U.S. and British officials are expressing confidence in Pakistan's
government after troops ended a bloody, day-long hostage standoff
inside the army's heavily guarded headquarters in Rawalpindi.
Secretary of State Hillary Clinton says that although militants are increasingly threatening the authority of the Pakistani state, U.S. officials believe no militant takeover is imminent and the country's nuclear weapons remain safe.
Clinton spoke with reporters in London along with Britain's foreign secretary. David Miliband said officials have received no evidence of any threat to Pakistan's nuclear facilities.

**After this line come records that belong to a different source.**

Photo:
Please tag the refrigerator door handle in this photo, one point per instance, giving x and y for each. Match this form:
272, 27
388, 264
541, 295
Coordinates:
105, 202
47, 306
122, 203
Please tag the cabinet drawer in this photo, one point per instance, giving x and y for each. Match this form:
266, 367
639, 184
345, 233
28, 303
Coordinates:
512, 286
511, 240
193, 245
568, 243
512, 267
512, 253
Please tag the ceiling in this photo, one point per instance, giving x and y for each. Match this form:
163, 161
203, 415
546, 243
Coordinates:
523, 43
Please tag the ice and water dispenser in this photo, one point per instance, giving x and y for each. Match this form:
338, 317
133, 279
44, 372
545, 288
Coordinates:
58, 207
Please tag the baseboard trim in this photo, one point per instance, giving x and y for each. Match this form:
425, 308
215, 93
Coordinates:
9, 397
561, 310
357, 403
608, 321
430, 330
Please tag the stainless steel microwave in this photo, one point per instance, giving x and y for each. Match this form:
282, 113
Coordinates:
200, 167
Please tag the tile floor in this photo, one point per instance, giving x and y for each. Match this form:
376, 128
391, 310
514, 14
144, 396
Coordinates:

Pakistani commandos freed 39 hostages earlier Sunday when they stormed an office building inside military headquarters, killing four militants and capturing another. Officials say three hostages and two soldiers also were killed during the rescue.

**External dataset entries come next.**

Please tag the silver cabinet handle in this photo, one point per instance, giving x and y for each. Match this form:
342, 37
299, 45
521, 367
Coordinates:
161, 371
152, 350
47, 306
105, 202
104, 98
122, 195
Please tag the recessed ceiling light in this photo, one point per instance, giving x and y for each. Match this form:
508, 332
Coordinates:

The assault began on Saturday, when gunmen wearing military camouflage attacked the army headquarters, killing six soldiers during a gunbattle at the main gate. Four attackers also were killed. Two others were captured, but several gunmen fled and took hostages in a nearby office building.
Funeral services were held Sunday for two senior Pakistani military officers killed during Saturday's attack.
No group has claimed responsibility. But Pakistani leaders blame the Taliban, and have vowed to press forward with a planned offensive against militants in the South Waziristan tribal region.
Last week, the new leader of the Pakistani Taliban threatened new attacks against military and government targets.
Since then, a suicide attack against the U.N. World Food Program office in Islamabad killed five people. On Friday, a suicide bombing at a market in the northwestern city of Peshawar killed at least 50 people.